Desastres refletem a decadência da mineração, que sempre correu solta, sem gestão pública; indiferença popular nega seu papel de principal atividade econômica do estado

(BOMBEIROS/DIVULGAÇÃO)

O rompimento da barragem em Brumadinho nesta sexta-feira (25) e a tragédia de Mariana em 2015, embora com proporções distintas, guardam o mesmo significado. Retratam a decadência da mineração de ferro em Minas e o seu gradual abandono pela Vale. Há anos a gigante do setor prefere investir nas suas operações mais rentáveis no Pará a insistir nas velhas reservas mineiras. No cenário da mineração brasileira, a Amazônia é a nova fronteira, o futuro. E Minas, o presente que começa a virar passado. Tal qual o tipo de barragem que se rompeu, já superada por novas técnicas.

O início do fim da atividade secular no estado já era esperado; todos sabem que a mineração “só dá uma safra”, um dia acaba. Mas o final de ciclo não precisava ser tão trágico, nem afetar tanto o estado como está ocorrendo. E a culpa não é só da Vale. É também dos próprios mineiros, que sempre desdenharam a atividade e não cuidaram de gerenciar estrategicamente a exploração de seus minérios, apesar de historicamente dependentes dela.

Governo após governo, os administradores estaduais fizeram vistas grossas para a mineração, enquanto os respectivos partidos arrecadavam milhões do setor para as campanhas eleitorais. Mineradoras se destacaram entre as maiores doadoras para políticos mineiros até esse tipo de financiamento ser proibido no país, em 2016. Por outro lado, curiosamente, o setor também se destacou ao longo do tempo como um dos menos prestigiados pelo poder público estadual. Sucessivos governos mineiros mantiveram secretarias específicas para Turismo, Esporte e inúmeras áreas, mas não se recorda do último que tenha dedicado uma pasta à mineração, a exemplo do ministério federal, onde houve um ministro para o setor na maior parte do tempo.
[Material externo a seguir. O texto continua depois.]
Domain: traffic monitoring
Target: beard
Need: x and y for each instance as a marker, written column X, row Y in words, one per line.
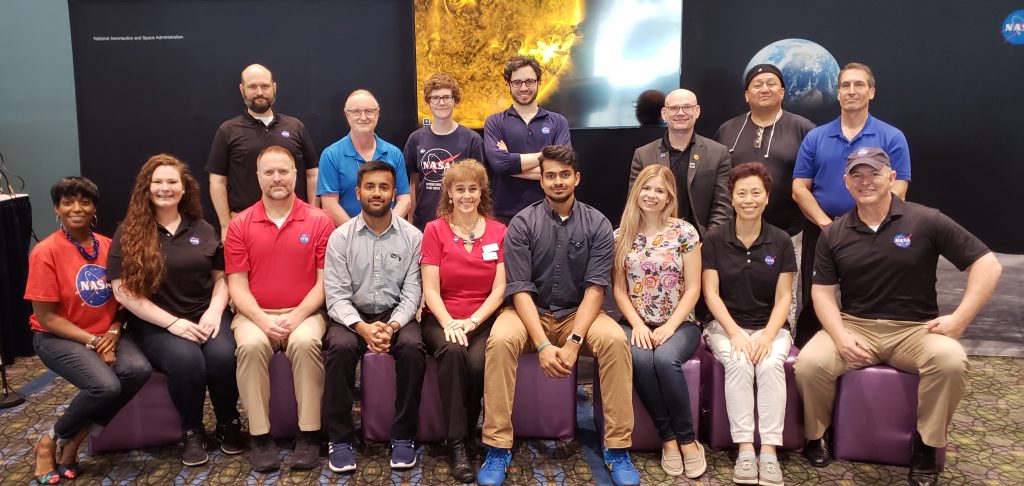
column 260, row 108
Apesar de mais antiga atividade econômica de Minas, a mineração sempre foi relegada nos governos mineiros ao nível de terceiro escalão, no máximo do segundo. Parte dessa negligência se deve a interesses maliciosos, a uma intenção deliberada de manter ocultas ou submersas as políticas no setor. Mas parte é fruto da indiferença, a uma rejeição à atividade mineradora. Os mineiros não gostam de seu passado minerador. E quem trabalha na área percebe isso. Em 2013, eu ouvi do minerador e mineiro Murilo Ferreira, então presidente da Vale, o seguinte comentário: “Os mineiros têm vergonha do seu estado minerador”. Ele chegou a essa conclusão após comparar o comportamento mineiro ao de outras populações onde a Vale explora minas, incluindo os canadenses.
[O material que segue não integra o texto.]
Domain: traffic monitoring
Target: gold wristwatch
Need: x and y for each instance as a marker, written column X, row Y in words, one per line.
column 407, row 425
Seja por vergonha ou conveniência, a mineração correu solta em Minas. Desde o princípio. Os mineiros aceitaram que a Vale, embora fundada para explorar riquezas no estado, fosse instalar a sua matriz e centro de decisões no Rio de Janeiro. Deixar a direção da Vale em outro território, assim como tapar a visão dos buracos das minas com cortinas de árvores, ajudou a criar a ilusão ou o sonho de uma Minas mais industrial e moderna, diferente do estado primário e extrativista que se renega. A tragédia em reprise das barragens vem jogar na cara dos mineiros que não adianta negar o que se é. Mesmo tardiamente, melhor encerar a mineração de frente e tomar as rédeas do setor. Antes de uma terceira tragédia. Ainda há muitas barragens de rejeitos pelo estado.